Sospechaba que la muerte
no era el final, pero la duda siempre estaba presente. Había momentos en que lo
intuía con gran claridad, pero otros se diluía como algo inviable.
No entendía cómo otros se inclinaban a rechazar esa posibilidad de la otra
vida. Todos queremos ser eternos.
«¿O hay alguien que no?»
—pensó—. «¿Me parece imposible pensar que alguien se conforma con vivir
solamente esta vida?».
Dentro de cada persona
hay una chispa de eternidad. Nadie quiere morir y todos anhelamos vivir
eternamente.
«Eso está escrito en el
centro de nuestro corazón» —pensó.
Cuando llegó a la
terraza, se encontró con varios tertulianos hablando precisamente sobre la
eternidad.
—Buenos días —saludó Antonio—. ¿De qué hablan con tanta vehemencia?
—Fernando piensa —dijo Manuel— que esto de la resurrección tiene sus más
y sus menos. No la niega, pero tampoco está muy convencido. Al parecer, está al
lado de los saduceos.
—¿Qué es lo que dicen los saduceos? —replicó Antonio.
—¡Hombre! —respondió Manuel—, leíamos el pasaje evangélico de Lc 20,
27-40, donde los saduceos quieren confundir a Jesús con una aporía. Niegan la
resurrección y para ello le recuerdan a Jesús la ley de Moisés sobre la
descendencia de alguien que muera sin descendencia.
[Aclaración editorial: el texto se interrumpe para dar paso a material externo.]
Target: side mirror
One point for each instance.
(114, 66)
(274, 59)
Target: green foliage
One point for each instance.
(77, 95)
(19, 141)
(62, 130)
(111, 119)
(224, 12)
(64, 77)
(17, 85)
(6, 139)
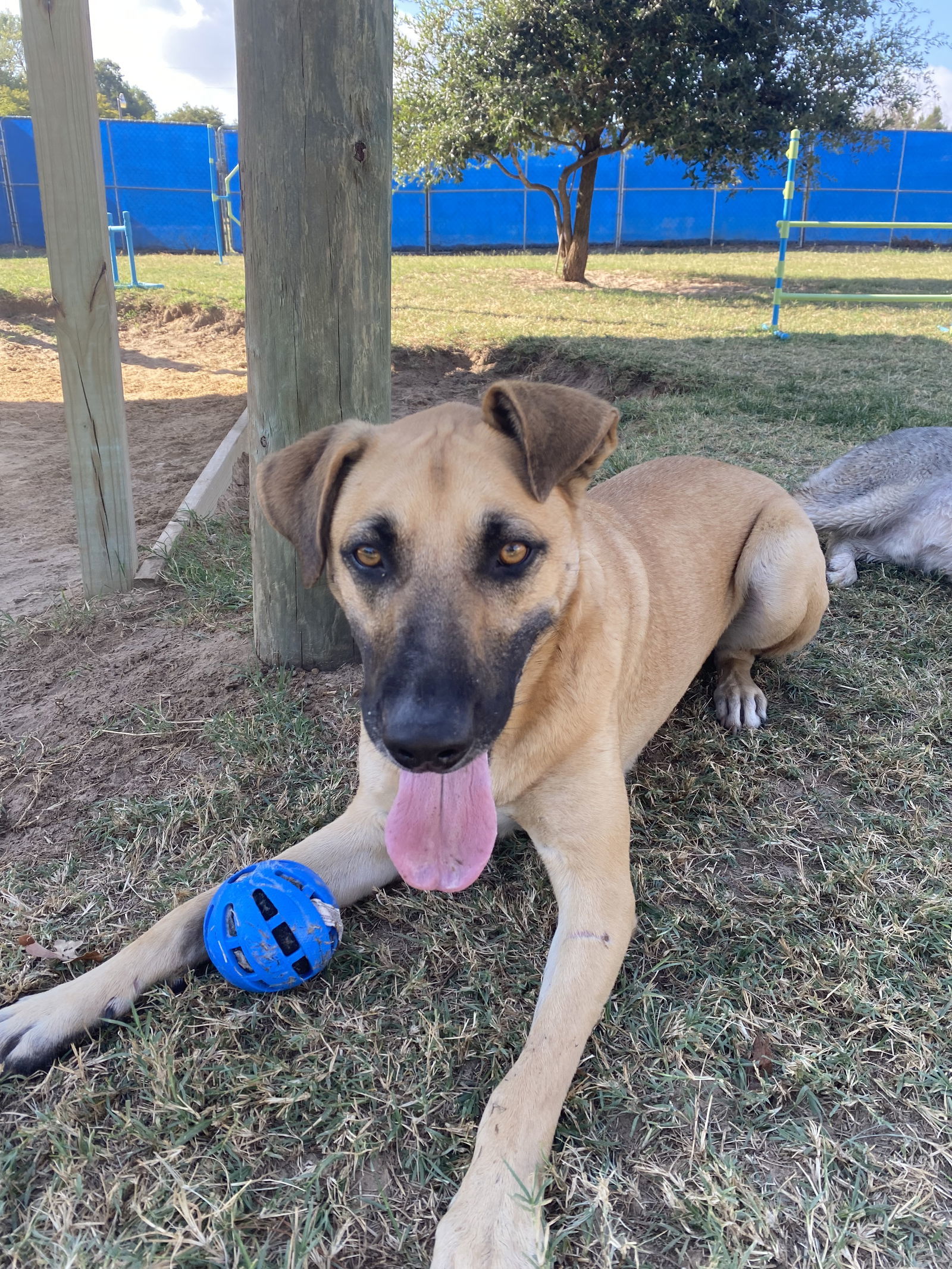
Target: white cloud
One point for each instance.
(176, 50)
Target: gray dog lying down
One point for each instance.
(889, 499)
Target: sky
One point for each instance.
(184, 50)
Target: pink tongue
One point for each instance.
(441, 829)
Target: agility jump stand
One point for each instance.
(126, 231)
(786, 225)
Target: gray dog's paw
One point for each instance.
(841, 568)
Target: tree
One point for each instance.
(111, 83)
(14, 98)
(188, 113)
(909, 118)
(716, 84)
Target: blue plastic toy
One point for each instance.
(272, 926)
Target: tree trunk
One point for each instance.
(577, 254)
(315, 120)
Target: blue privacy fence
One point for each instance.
(170, 179)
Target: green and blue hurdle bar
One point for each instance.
(786, 225)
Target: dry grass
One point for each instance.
(795, 892)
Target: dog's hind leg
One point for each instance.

—¿Qué tiene que ver eso con la resurrección? —intervino Antonio,
frunciendo el ceño.
—Mucho —respondió Manuel—. Tanto que sin la resurrección nuestra fe
sería un absurdo. Por eso, los saduceos ponen a Jesús el problema de un hombre
que deja viuda sin descendencia. La ley dice que su hermano la puede tomar como
esposa para obtener descendencia, y así hasta siete maridos tuvo esa mujer sin
conseguir hijos.
—Sigo sin comprender —dijo Antonio, llevándose las manos a la cabeza.
—La pregunta es sencilla —concluyó Manuel—: cuando llegue la
resurrección, ¿de cuál de ellos será la mujer?
Jesús les saca de su error al decirles:
«Los hijos de este mundo
toman mujer o marido; pero los que alcancen a ser dignos de tener parte en
aquel mundo y en la resurrección de entre los muertos, ni ellos tomarán mujer
ni ellas marido, ni pueden ya morir, porque son como ángeles, y son hijos de
Dios, siendo hijos de la resurrección».
Todos apreciaron que
esos razonamientos complejos solo conducen al absurdo. Nuestras vidas
pertenecen a Dios desde nuestro nacimiento hasta que extendamos los brazos y
Él, por puro amor, nos rescate del abismo de la muerte.
Antonio se quedó en silencio, mirando a sus compañeros. Sintió que, por
un instante, la duda se apartaba como una nube que deja pasar la luz.
«Quizá —pensó— la eternidad no haya que entenderla, sino confiarla».
Y mientras se sentaba con ellos, comprendió que en aquella terraza ya
comenzaba, de algún modo, la vida que no acaba.